A miniature laser ablation nonaxial time-of-flight mass spectrometer for in situ elemental measurement of extraterrestrial planets

Abstract

To meet the requirements of in situ planetary surface analysis, this research designed a miniature laser ablation nonaxial time-of-flight (TOF) mass spectrometer, which enables qualitative and semi-quantitative analysis of the samples' elemental and isotopic compositions. To achieve high performance under a compact architecture, a compact non-axial configuration was designed and comprehensive integrated simulations of the mass analyzer were performed. Simulation results indicated that the system can achieve a mass resolution of 1025 (FWHM) and an ion transmission efficiency of 15.15% while maintaining a compact design with a volume of ϕ58 mm × 172 mm.
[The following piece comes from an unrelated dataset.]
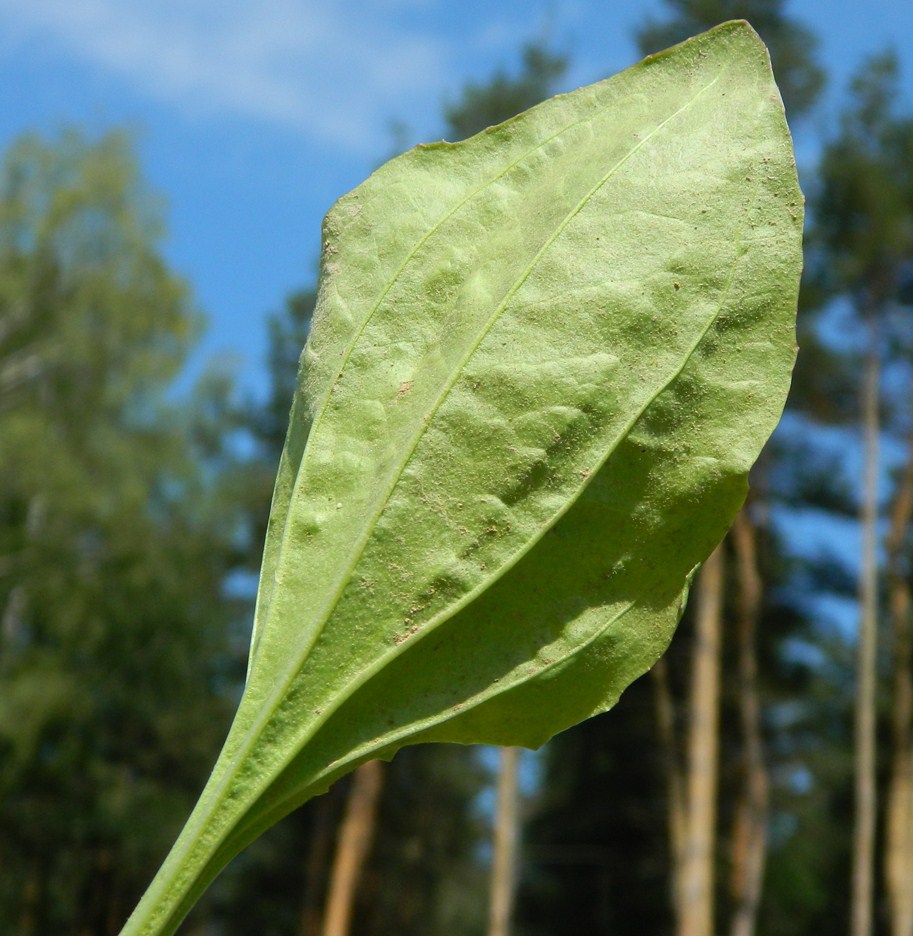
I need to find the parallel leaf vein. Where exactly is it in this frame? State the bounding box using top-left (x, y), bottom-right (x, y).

Experimental verification has shown that the mass resolution of aluminum alloy samples can reach 300 (FWHM) and the dynamic range can be extended over five orders of magnitude. In the semi-quantitative analysis of the isotopic abundance ratios of different samples, the relative accuracy was within 5%. Leveraging the advantages of pulsed lasers, the system can complete up to 1000 single spectrum measurements per second, with a spatial resolution of 15 µm. In addition, the system does not require complex sample preparation and has the advantages of miniaturization, low power consumption, and rapid full-spectrum scanning, making it suitable for on-orbit elemental measurement and in situ measurement of extraterrestrial planets.